Festival “FIND” at the Berlin Schaubühne: radical and angry – culture

At the International New Drama Festival (FIND) at the Berlin Schaubühne, a large window opens onto the world. The previous festival edition had to be canceled due to the pandemic, and the international theater exchange largely came to a standstill in the lockdown. FIND now provides the antidote to the self-provincialization of the theater and very different answers to the question of whether and how it can show the state of the world. That was radically personal and angry at the beginning with the Russian director Kirill Serebrennikow, with the British author and director Alexander Zeldin it is no less radical in a quiet way.

Zeldin, one of the prominent directors of contemporary theater in France and England, is still almost unknown in this country. After his guest appearances at the Wiener Festwochen, he is making his German debut with “Love”. The scenario couldn’t be more bleak: the corridor of a temporary dormitory of the social welfare office with a shabby communal kitchen and a single toilet for the eight residents in their narrow rooms. A family of four, a man with his old mother, a shy Syrian with a crippled leg, a single woman who only laughs when she talks to her children on the cell phone. Zeldin does nothing more than watch these people try to preserve remnants of dignity and hope.

Sober empathy: Alexander Zeldin’s “Love” is set among people who have slipped socially in the hallway of a temporary dormitory.

(Photo: Nurith Wagner-Strauss)

Careful gestures of approaching alternate with demarcation, because one does not want to make common with the other people who have slipped. The bitterness discharges in helpless outbursts of anger after petitions to the offices. The neighbors’ disgust when the old woman cannot hold her bowel movement gives way to compassion, shame and horror at how hardened in this place is. The toilet roll is carried to the toilet like a carefully guarded personal property, not even that can be shared.

Alexander Zeldin’s staging of the socially declassed is oppressive – and it is warm-hearted

This is what is left of people from the lower middle class four decades after Thatcher’s neoliberal regime: inmates of shabby shelters who have to get their Christmas dinner from a grocery table, canned vegetables and biscuits that have expired. The eviction after a rent increase was enough to flush the small family to this end of the line. The old woman and her clumsy son keep talking about going to the sea again. But of course they know that it will never happen again.

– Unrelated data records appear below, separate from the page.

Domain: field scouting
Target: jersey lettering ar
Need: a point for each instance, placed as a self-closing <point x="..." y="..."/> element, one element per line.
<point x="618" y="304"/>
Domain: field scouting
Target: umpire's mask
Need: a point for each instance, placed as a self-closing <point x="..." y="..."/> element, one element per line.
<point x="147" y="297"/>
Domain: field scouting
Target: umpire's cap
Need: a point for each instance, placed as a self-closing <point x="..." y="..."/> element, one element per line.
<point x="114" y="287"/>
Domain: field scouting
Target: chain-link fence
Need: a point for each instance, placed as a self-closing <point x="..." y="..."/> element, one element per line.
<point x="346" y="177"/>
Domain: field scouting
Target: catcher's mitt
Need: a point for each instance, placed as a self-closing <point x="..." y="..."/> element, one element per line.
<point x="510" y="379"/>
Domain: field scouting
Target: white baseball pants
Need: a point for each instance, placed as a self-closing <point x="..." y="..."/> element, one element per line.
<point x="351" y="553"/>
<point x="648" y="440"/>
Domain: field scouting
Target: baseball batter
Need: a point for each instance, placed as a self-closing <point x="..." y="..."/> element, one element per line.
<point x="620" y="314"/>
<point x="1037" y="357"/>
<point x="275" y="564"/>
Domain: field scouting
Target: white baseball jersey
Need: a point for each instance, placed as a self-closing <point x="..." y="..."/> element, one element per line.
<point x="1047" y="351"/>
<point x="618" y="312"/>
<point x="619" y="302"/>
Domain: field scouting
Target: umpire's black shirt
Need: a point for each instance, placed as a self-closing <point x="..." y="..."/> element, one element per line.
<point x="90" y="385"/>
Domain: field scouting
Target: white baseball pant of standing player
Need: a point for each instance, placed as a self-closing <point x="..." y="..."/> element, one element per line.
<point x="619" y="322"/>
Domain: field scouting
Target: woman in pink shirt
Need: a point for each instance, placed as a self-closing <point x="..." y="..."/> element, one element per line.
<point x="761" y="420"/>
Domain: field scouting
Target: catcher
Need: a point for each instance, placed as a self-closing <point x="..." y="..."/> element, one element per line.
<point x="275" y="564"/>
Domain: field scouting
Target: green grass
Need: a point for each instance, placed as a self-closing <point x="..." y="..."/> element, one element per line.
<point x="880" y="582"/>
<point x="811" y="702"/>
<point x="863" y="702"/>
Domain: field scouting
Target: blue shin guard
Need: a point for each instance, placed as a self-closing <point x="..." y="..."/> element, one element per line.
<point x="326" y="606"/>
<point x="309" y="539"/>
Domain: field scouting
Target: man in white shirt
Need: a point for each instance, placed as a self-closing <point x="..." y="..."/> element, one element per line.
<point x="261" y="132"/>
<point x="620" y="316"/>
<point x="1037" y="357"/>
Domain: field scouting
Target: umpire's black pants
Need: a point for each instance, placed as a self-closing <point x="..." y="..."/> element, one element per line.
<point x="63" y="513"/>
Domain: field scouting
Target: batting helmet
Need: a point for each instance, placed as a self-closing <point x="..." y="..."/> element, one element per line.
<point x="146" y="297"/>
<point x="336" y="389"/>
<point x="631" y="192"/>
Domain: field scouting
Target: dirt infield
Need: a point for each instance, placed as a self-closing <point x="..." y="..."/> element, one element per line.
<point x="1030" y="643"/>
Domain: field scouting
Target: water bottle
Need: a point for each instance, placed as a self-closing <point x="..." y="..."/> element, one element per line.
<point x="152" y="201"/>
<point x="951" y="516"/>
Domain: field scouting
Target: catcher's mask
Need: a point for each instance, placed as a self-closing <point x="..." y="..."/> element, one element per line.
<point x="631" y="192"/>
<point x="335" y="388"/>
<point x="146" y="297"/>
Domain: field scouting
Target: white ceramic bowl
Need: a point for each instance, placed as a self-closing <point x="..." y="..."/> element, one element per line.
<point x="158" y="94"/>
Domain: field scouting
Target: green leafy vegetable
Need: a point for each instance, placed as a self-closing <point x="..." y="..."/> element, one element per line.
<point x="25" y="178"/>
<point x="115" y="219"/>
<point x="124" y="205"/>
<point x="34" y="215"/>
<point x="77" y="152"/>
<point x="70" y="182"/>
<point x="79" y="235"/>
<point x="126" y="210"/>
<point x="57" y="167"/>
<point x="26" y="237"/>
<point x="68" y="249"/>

Zeldin does not show the usual theatrical freakshow of the outclassed, but rather polite petty bourgeoisie who have always obeyed the rules. Only the rules weren’t made for her. Alexander Zeldin’s theater of sober empathy can do without dramatic escalation, social kitsch or accusation slogans. His staging, which is best described with an old-fashioned word: warm-hearted, is all the more oppressive. In the 90 minutes of the performance you get to know Emma, ​​Paig, Jason, Colin, friendly, exhausted people who can expect no great help from a broken welfare state, but a lot of humiliation. So much for the risks and side effects of Western societies.

It is more intense further east. In Moscow, Kirill Serebrennikow, one of Russia’s most important theater artists, answered his years of house arrest with a sarcastic staging: “Outside”. House arrest, the arbitrary punishment of a judiciary that has degenerated into a political instrument of power, has now been lifted, and the director is still not allowed to travel abroad. Serebrennikov is not inclined to be mocking that the authorities consider him a “thief”, a “fagot”, an “enemy of the state”, comments his doppelganger on stage with mockery: “Sounds good.” In the isolation of his own apartment, his shadow becomes his most important conversation partner. An absurd choreography of violence emerges from the evacuation command of the police, which whirls the artist around like a toy, patters it, turns it upside down, and becomes an absurd choreography of violence – a state power that needs this is grotesque, so at the same time frightening and ridiculous.

“Outside” is reminiscent of the Chinese underground artist Ren Hang, who photographed his friends naked

In a funny fantasy of revenge, the harassed artist forces two of the policemen, obese dull cheeks, to paint each other’s penis green. The production picks up speed as it turns to the Chinese underground artist Ren Hang, a poet and photographer beyond ideology. His answer to the dictatorship: He photographed his friends naked in his apartment, preferably with large flowers in their anus and vagina – a Chinese mapplethorpe. The state responded with arrests and charges of pornography. As a homage to Ren Hang’s art, the dancers and performers recreate his photos, accompanied by a rousing techno-soul groove. On the one hand: hedonism of the more blatant, melancholically grounded kind, lost to existence. On the other hand: pure dissidence with the means of poetry.

Serebrennikov was fascinated by Ren Hang, they had arranged to meet for a job. Two days before they met in February 2017, the 29-year-old depressed poet threw himself out of the window of his high-rise apartment in Beijing. The fact that Serebrennikow dedicates a loving portrait to him with the production and carefully short-circuits his own house arrest isolation with Hang’s cool radicalism is a gesture of great respect, great perplexity and even greater anger.